The early-20th-century researchers believed that gender and sexual behavior were the result of a sexually dimorphic brain. The brain itself was believed to have a sex, which was most often in accordance with chromosomal and genital sex; however, just as there were genital or chromosomal intersex conditions, there were cases of the brain intersex morphology too, causing gender identity that was at odds with either chromosomal or somatic sex. Hirschfeld's concept of sexual intermediates, or intersex, included, for example, the whole spectrum of what is today called queer expression—gay, lesbian, transgender, and transsexual.

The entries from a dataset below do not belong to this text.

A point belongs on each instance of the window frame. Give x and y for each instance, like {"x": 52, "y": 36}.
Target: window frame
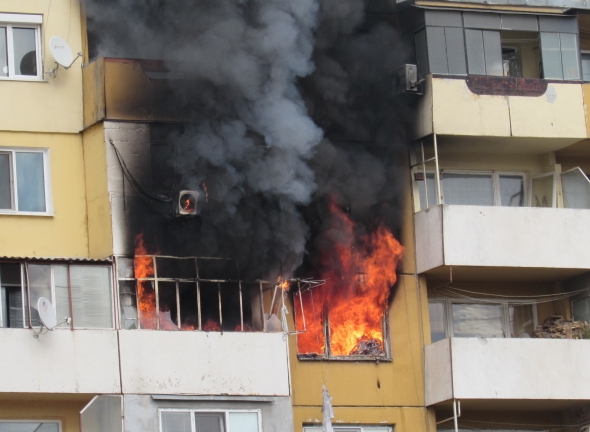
{"x": 226, "y": 412}
{"x": 32, "y": 21}
{"x": 26, "y": 304}
{"x": 59, "y": 425}
{"x": 497, "y": 199}
{"x": 448, "y": 310}
{"x": 46, "y": 152}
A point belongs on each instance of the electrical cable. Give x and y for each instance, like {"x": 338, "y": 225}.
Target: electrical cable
{"x": 137, "y": 187}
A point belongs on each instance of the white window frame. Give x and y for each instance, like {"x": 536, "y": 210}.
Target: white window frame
{"x": 448, "y": 304}
{"x": 14, "y": 183}
{"x": 214, "y": 411}
{"x": 10, "y": 21}
{"x": 495, "y": 183}
{"x": 34, "y": 421}
{"x": 352, "y": 428}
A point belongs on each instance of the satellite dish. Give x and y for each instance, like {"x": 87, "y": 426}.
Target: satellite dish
{"x": 46, "y": 313}
{"x": 61, "y": 51}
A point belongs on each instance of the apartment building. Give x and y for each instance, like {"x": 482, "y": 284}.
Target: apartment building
{"x": 74, "y": 161}
{"x": 500, "y": 190}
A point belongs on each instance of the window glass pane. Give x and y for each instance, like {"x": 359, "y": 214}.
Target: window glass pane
{"x": 586, "y": 67}
{"x": 542, "y": 191}
{"x": 551, "y": 54}
{"x": 62, "y": 297}
{"x": 468, "y": 189}
{"x": 522, "y": 320}
{"x": 31, "y": 184}
{"x": 477, "y": 320}
{"x": 243, "y": 422}
{"x": 581, "y": 309}
{"x": 3, "y": 52}
{"x": 430, "y": 186}
{"x": 437, "y": 321}
{"x": 511, "y": 191}
{"x": 29, "y": 427}
{"x": 209, "y": 422}
{"x": 25, "y": 51}
{"x": 5, "y": 186}
{"x": 576, "y": 189}
{"x": 569, "y": 56}
{"x": 176, "y": 421}
{"x": 39, "y": 286}
{"x": 91, "y": 296}
{"x": 11, "y": 296}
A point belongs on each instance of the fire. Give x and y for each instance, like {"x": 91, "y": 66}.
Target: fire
{"x": 354, "y": 299}
{"x": 146, "y": 294}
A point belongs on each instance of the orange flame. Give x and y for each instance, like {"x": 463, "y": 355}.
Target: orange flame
{"x": 146, "y": 294}
{"x": 355, "y": 296}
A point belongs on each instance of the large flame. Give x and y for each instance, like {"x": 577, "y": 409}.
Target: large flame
{"x": 146, "y": 294}
{"x": 359, "y": 277}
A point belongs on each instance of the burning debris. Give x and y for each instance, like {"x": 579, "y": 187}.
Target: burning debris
{"x": 350, "y": 308}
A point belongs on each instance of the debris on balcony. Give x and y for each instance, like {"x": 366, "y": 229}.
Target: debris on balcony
{"x": 557, "y": 327}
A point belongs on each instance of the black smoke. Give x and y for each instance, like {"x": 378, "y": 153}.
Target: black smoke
{"x": 292, "y": 104}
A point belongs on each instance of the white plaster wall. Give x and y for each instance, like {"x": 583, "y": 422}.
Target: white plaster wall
{"x": 520, "y": 368}
{"x": 438, "y": 372}
{"x": 202, "y": 363}
{"x": 503, "y": 237}
{"x": 429, "y": 239}
{"x": 61, "y": 361}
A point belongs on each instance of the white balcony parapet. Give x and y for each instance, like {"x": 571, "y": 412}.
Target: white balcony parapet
{"x": 481, "y": 236}
{"x": 508, "y": 369}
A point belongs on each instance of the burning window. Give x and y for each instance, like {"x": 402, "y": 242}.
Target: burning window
{"x": 186, "y": 293}
{"x": 346, "y": 318}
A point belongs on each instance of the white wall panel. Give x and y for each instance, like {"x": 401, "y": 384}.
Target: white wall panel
{"x": 202, "y": 363}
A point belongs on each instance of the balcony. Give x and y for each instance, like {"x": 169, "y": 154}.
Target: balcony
{"x": 229, "y": 363}
{"x": 61, "y": 361}
{"x": 527, "y": 242}
{"x": 489, "y": 106}
{"x": 501, "y": 370}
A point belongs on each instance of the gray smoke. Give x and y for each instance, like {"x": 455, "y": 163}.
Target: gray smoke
{"x": 292, "y": 105}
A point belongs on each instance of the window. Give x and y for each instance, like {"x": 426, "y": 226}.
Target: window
{"x": 187, "y": 293}
{"x": 350, "y": 428}
{"x": 29, "y": 426}
{"x": 20, "y": 53}
{"x": 462, "y": 318}
{"x": 24, "y": 182}
{"x": 472, "y": 188}
{"x": 89, "y": 304}
{"x": 210, "y": 421}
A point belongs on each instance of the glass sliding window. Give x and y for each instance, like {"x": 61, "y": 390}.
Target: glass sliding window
{"x": 5, "y": 181}
{"x": 511, "y": 190}
{"x": 25, "y": 51}
{"x": 477, "y": 320}
{"x": 209, "y": 422}
{"x": 576, "y": 189}
{"x": 522, "y": 320}
{"x": 173, "y": 421}
{"x": 468, "y": 189}
{"x": 29, "y": 426}
{"x": 243, "y": 422}
{"x": 437, "y": 312}
{"x": 31, "y": 182}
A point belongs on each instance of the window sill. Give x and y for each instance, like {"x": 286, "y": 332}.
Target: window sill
{"x": 39, "y": 214}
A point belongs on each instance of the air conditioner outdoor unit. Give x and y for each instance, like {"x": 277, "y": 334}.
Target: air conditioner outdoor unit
{"x": 186, "y": 203}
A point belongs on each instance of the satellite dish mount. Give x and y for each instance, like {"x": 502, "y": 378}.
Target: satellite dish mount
{"x": 62, "y": 53}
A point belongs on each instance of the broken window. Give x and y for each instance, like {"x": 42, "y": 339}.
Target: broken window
{"x": 462, "y": 318}
{"x": 79, "y": 292}
{"x": 187, "y": 293}
{"x": 210, "y": 421}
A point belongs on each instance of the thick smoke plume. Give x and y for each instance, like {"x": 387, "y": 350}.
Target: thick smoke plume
{"x": 293, "y": 106}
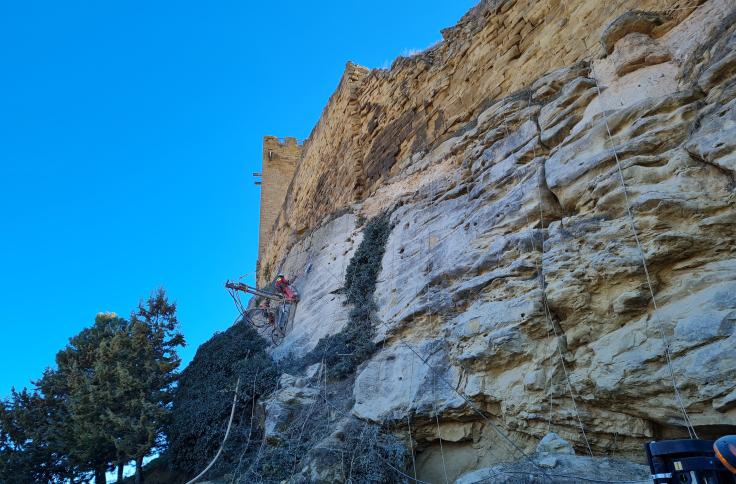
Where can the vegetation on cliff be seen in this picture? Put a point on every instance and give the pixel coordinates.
(202, 401)
(344, 351)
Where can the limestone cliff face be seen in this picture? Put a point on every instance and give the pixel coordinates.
(498, 154)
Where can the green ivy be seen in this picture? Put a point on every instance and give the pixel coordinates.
(344, 351)
(203, 400)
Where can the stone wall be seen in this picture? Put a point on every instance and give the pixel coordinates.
(512, 280)
(280, 158)
(377, 120)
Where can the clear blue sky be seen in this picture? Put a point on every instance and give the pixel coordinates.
(128, 134)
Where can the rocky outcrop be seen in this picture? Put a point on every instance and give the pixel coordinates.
(513, 279)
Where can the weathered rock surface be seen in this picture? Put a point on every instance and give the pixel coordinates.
(513, 278)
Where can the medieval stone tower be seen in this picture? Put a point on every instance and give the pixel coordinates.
(280, 157)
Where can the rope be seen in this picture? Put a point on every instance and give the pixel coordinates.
(545, 302)
(227, 433)
(632, 222)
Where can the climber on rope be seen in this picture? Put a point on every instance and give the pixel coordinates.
(282, 286)
(273, 305)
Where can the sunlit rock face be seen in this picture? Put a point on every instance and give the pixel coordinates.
(524, 202)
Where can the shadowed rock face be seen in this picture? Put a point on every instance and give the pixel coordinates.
(530, 191)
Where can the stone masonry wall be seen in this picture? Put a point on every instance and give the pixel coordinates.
(280, 158)
(377, 120)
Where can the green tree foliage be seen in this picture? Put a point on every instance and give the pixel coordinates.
(32, 439)
(106, 402)
(344, 351)
(202, 400)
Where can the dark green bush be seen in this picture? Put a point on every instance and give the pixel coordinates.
(344, 351)
(203, 400)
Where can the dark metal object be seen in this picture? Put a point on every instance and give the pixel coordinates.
(686, 461)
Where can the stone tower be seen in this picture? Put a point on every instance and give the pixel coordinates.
(280, 157)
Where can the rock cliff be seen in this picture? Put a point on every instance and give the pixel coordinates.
(561, 183)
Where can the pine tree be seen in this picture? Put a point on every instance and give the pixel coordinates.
(155, 335)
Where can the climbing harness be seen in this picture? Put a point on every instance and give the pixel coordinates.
(275, 312)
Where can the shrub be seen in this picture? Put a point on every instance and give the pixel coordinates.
(203, 400)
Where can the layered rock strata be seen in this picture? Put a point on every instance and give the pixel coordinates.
(513, 280)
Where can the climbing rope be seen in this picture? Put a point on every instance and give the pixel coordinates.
(227, 433)
(632, 222)
(543, 287)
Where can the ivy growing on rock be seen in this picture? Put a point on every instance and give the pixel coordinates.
(203, 400)
(344, 351)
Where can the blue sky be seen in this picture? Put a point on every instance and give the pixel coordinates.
(128, 134)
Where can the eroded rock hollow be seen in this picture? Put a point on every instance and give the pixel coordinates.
(560, 179)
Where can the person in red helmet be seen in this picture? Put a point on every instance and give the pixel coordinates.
(725, 449)
(283, 287)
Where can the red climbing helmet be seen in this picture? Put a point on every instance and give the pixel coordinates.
(725, 449)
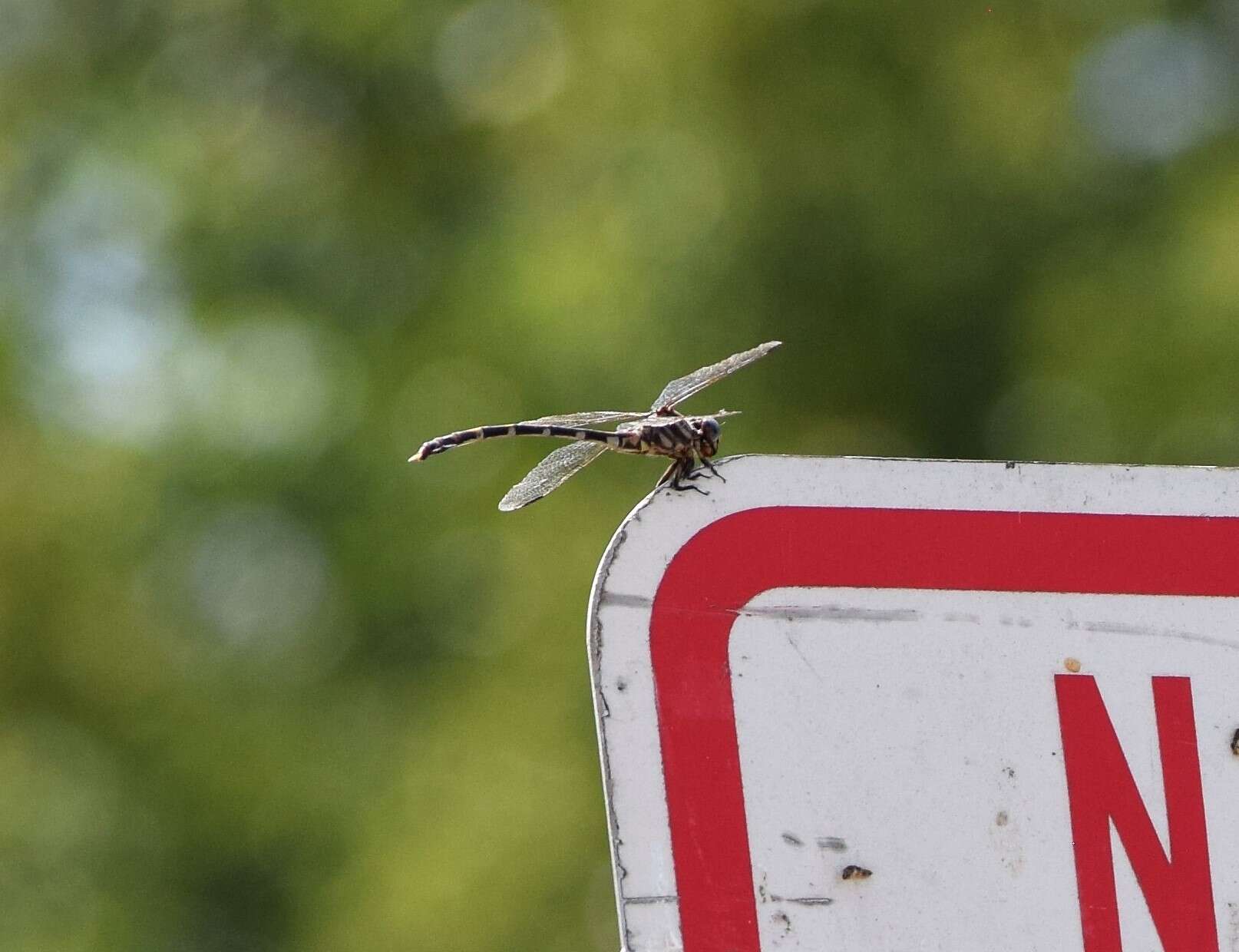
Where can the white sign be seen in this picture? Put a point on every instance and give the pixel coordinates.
(916, 706)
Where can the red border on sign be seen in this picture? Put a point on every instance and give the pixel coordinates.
(732, 560)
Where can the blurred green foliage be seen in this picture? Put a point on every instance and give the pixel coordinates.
(263, 686)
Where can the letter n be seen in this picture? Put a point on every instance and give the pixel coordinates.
(1101, 790)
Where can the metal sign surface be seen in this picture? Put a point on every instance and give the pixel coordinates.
(911, 704)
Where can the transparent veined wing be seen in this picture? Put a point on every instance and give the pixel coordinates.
(552, 472)
(590, 418)
(695, 382)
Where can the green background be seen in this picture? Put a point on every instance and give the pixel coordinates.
(263, 686)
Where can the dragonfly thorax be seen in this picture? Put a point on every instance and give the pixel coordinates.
(677, 437)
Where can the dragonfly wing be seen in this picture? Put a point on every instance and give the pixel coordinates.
(552, 472)
(587, 419)
(695, 382)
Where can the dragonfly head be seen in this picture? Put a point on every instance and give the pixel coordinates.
(709, 431)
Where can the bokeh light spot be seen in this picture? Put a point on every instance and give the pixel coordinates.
(1155, 90)
(500, 61)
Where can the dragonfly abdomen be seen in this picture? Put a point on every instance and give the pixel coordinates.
(441, 444)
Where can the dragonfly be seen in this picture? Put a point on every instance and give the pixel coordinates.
(662, 431)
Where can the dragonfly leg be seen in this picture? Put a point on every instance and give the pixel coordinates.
(679, 471)
(714, 471)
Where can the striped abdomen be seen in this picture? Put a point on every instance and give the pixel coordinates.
(623, 441)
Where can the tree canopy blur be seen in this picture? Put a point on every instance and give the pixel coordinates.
(263, 686)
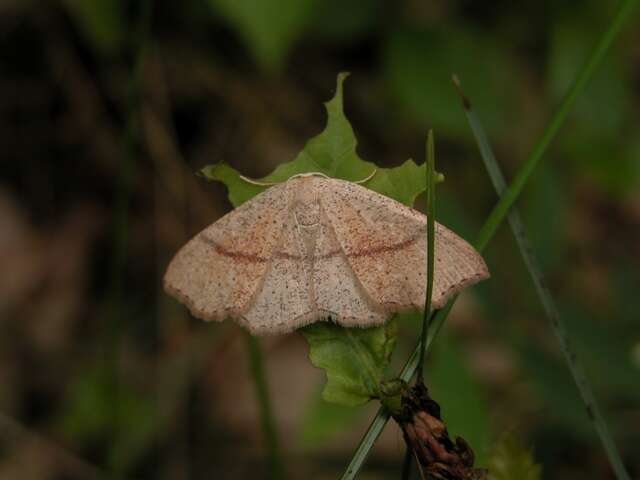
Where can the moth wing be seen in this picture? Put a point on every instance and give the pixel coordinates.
(385, 244)
(339, 295)
(285, 301)
(219, 272)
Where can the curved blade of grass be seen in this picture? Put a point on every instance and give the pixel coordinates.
(497, 215)
(548, 303)
(256, 363)
(431, 216)
(431, 228)
(512, 192)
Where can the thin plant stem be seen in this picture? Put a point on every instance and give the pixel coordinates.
(550, 307)
(256, 363)
(126, 175)
(497, 216)
(406, 464)
(512, 192)
(431, 216)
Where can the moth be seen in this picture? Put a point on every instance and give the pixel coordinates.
(317, 248)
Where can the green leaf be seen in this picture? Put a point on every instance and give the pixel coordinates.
(268, 27)
(354, 359)
(322, 422)
(332, 152)
(511, 461)
(101, 21)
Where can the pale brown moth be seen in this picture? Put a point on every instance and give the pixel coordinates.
(317, 248)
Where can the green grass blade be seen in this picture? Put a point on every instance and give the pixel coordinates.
(548, 303)
(497, 215)
(267, 421)
(513, 191)
(431, 216)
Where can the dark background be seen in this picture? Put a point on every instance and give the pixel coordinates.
(101, 371)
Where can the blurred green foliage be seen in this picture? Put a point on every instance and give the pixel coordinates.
(516, 61)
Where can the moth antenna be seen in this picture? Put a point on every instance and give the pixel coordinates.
(369, 177)
(258, 182)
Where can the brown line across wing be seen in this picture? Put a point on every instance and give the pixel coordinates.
(287, 256)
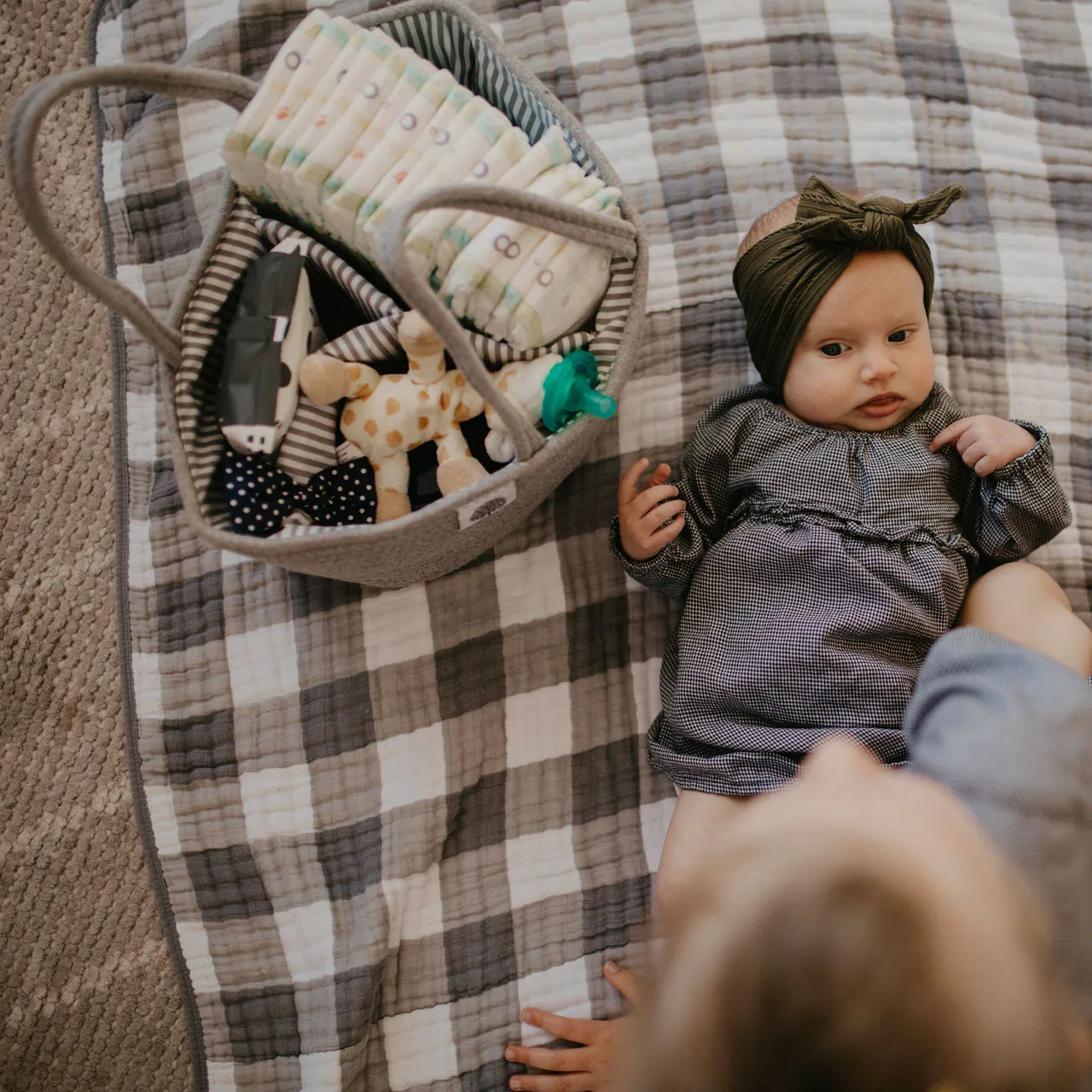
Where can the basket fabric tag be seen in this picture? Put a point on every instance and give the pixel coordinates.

His Institute for Sexology in Berlin, established in 1919, provided endocrinological and surgical services to transgender individuals, one of them being Lili Elbe, a case well-known in the literature on gender transgression as well as on the history of sexology. After the Nazis closed the institute in 1933, there were no cases of gender transgression in Europe accompanied by surgery until the case of Christine Jorgensen in Denmark in 1952. Surgical sex change, however, was not a choice of all gender transgressors. For example, Virginia Prince—the Southern Californian advocate for heterosexual male transvestites and the author of 1960s self-help books How to Be a Woman Though Male and The Transvestite and His Wife—argued for change of gender through nonsurgical means. She was the first person to use the term transgender.